Is Microsoft Teams Coming of Age? - hoskinator
https://medium.com/capgemini-dynamics-365-team/is-microsoft-teams-coming-of-age-b819a45f9759
======
DaiPlusPlus
From the article: this is why I can’t use MSTeams despite being an Office 365
subscriber:

> Another significant concern appears when organisations have more than 1 O365
> tenant, often due to the result of acquisitions and mergers, inheriting
> additional O365 tenants, and users from each original organisation still
> using different tenants. Teams requires the user to login to a single tenant
> and can work in that tenant only.

> Although it is possible to have the users guested into the other tenant, and
> then they can switch tenants within the Teams user interface, so that they
> can collaborate with users in the other organisation, this is far from ideal
> as the user must actively switch between tenants before they will receive
> any notifications from that tenant, and cannot collaborate in 2 teams from
> different tenants concurrently. Also switching tenants can easily take 15–20
> seconds to complete, so switching back and forth feels cumbersome too.

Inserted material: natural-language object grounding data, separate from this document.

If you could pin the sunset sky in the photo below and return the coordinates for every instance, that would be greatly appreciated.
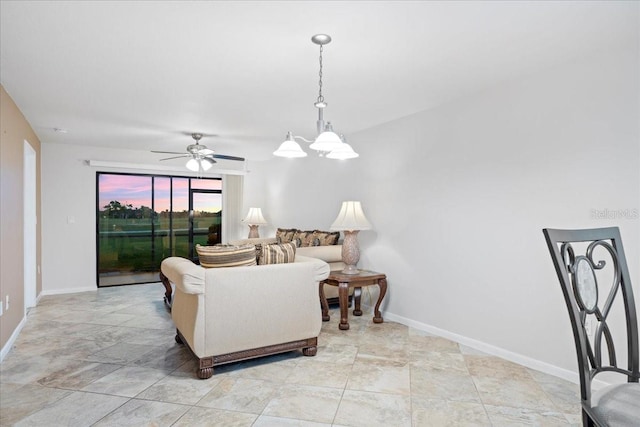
(136, 190)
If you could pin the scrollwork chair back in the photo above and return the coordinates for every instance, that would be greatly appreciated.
(584, 260)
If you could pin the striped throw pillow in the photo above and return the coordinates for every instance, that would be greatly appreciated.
(226, 255)
(278, 253)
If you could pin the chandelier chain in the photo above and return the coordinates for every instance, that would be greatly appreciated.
(320, 97)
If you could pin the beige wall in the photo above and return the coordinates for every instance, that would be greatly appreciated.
(14, 130)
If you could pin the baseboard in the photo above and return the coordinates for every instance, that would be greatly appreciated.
(67, 291)
(12, 339)
(494, 351)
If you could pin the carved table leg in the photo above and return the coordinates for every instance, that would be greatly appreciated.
(324, 304)
(343, 296)
(377, 318)
(357, 293)
(167, 287)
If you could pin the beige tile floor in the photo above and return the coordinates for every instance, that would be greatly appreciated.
(108, 358)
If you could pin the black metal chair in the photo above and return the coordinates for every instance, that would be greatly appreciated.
(580, 258)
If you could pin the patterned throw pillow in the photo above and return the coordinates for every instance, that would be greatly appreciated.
(226, 255)
(285, 235)
(277, 253)
(324, 238)
(303, 238)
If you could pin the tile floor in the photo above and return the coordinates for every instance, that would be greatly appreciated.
(108, 358)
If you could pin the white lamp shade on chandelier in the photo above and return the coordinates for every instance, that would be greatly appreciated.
(328, 143)
(350, 221)
(290, 148)
(254, 219)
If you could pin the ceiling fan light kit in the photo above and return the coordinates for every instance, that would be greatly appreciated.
(201, 157)
(327, 143)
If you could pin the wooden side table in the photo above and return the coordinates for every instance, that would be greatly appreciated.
(356, 281)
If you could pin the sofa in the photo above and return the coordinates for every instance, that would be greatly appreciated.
(230, 314)
(331, 254)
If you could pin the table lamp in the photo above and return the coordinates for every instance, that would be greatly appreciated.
(350, 220)
(254, 219)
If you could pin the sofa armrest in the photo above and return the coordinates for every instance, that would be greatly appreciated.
(254, 241)
(330, 253)
(321, 268)
(187, 276)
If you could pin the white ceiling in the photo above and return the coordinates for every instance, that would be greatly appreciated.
(145, 74)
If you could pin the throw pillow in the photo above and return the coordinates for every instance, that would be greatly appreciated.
(285, 235)
(324, 238)
(277, 253)
(303, 238)
(226, 255)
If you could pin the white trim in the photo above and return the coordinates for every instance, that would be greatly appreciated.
(494, 351)
(67, 291)
(12, 339)
(183, 171)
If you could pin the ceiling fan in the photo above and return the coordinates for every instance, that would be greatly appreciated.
(202, 158)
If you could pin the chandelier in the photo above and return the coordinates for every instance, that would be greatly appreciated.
(328, 143)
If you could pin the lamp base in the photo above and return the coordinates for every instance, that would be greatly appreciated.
(350, 252)
(350, 269)
(253, 232)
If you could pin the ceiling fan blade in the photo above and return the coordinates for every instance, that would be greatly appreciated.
(209, 159)
(176, 157)
(225, 157)
(166, 152)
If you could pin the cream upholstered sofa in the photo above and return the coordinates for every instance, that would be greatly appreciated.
(331, 254)
(237, 313)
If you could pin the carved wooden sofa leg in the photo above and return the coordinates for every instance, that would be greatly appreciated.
(168, 290)
(310, 351)
(308, 346)
(205, 368)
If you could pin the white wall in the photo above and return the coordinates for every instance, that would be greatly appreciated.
(69, 190)
(458, 196)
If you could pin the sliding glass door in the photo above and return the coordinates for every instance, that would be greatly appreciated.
(142, 219)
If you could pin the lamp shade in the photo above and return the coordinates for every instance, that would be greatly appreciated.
(350, 218)
(254, 217)
(289, 148)
(327, 140)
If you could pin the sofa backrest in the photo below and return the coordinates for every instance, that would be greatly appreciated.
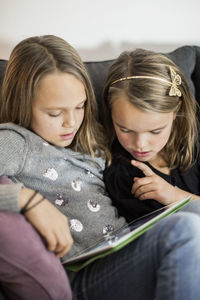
(187, 59)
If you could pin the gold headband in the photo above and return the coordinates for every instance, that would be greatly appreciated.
(176, 80)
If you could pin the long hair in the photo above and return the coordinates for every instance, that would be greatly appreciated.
(151, 95)
(30, 61)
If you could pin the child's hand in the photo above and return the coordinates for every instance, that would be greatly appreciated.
(153, 186)
(50, 223)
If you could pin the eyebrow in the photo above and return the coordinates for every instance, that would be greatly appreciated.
(63, 108)
(159, 128)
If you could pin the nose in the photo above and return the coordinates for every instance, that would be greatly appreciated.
(69, 120)
(140, 142)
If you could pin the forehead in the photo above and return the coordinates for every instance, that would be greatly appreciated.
(60, 89)
(125, 114)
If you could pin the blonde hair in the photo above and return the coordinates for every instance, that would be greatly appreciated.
(148, 94)
(30, 61)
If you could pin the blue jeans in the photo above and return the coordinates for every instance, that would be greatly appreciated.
(162, 264)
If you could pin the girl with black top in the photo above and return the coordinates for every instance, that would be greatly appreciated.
(154, 122)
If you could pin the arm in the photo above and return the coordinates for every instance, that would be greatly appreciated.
(12, 152)
(153, 186)
(118, 179)
(49, 221)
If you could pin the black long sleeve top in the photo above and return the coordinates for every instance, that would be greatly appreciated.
(119, 176)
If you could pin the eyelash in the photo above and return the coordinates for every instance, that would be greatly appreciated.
(127, 131)
(54, 116)
(156, 132)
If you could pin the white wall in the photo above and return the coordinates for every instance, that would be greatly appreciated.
(101, 28)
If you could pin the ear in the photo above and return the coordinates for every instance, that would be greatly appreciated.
(176, 111)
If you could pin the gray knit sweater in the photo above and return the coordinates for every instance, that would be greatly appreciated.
(72, 181)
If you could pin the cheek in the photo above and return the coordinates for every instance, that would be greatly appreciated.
(124, 139)
(160, 142)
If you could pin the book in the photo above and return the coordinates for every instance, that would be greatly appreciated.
(121, 237)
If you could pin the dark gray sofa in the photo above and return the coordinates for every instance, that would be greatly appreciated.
(186, 57)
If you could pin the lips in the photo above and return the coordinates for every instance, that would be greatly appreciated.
(67, 136)
(141, 154)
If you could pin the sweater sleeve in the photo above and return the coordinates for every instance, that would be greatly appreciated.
(9, 197)
(12, 152)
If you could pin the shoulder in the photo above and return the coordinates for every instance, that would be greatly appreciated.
(10, 135)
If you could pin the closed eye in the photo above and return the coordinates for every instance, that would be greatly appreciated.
(156, 131)
(54, 115)
(125, 130)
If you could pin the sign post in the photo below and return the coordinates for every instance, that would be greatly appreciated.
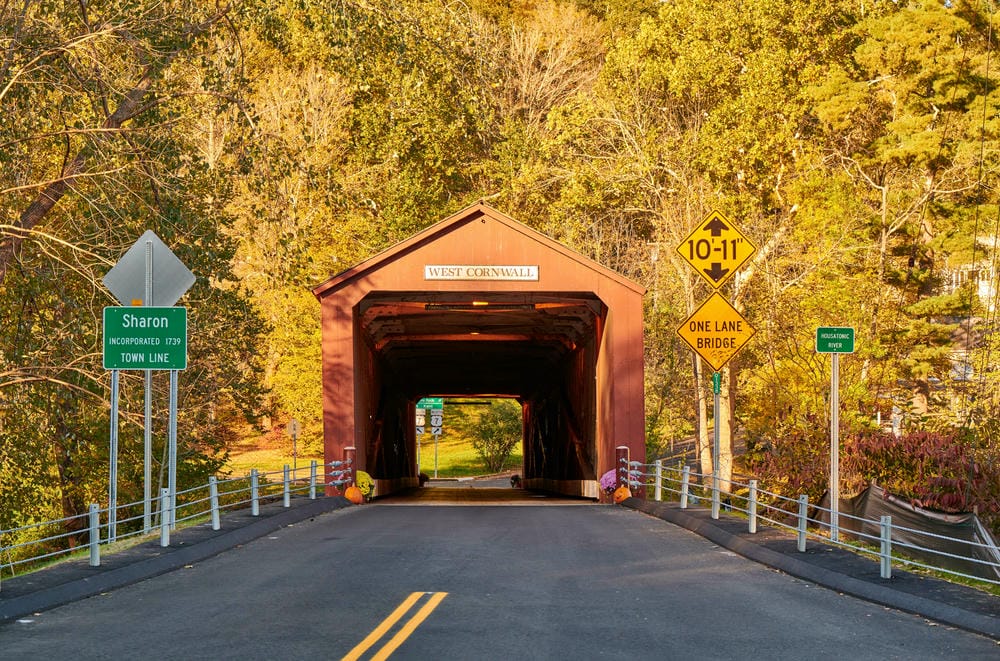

I’m a member of 5 different Slack tenants, 2 of which are free/open tenants
(think: open-source projects). While Slack isn’t ideal (switching tenants in
the desktop Electron app takes about 1-3 seconds) in Teams it will likely
never happen because it’s counter to the Office 365 business model (I don’t
want to be a “guest”, I want to be a first-class user in multiple tenants
simultaneously - I need it for my work!)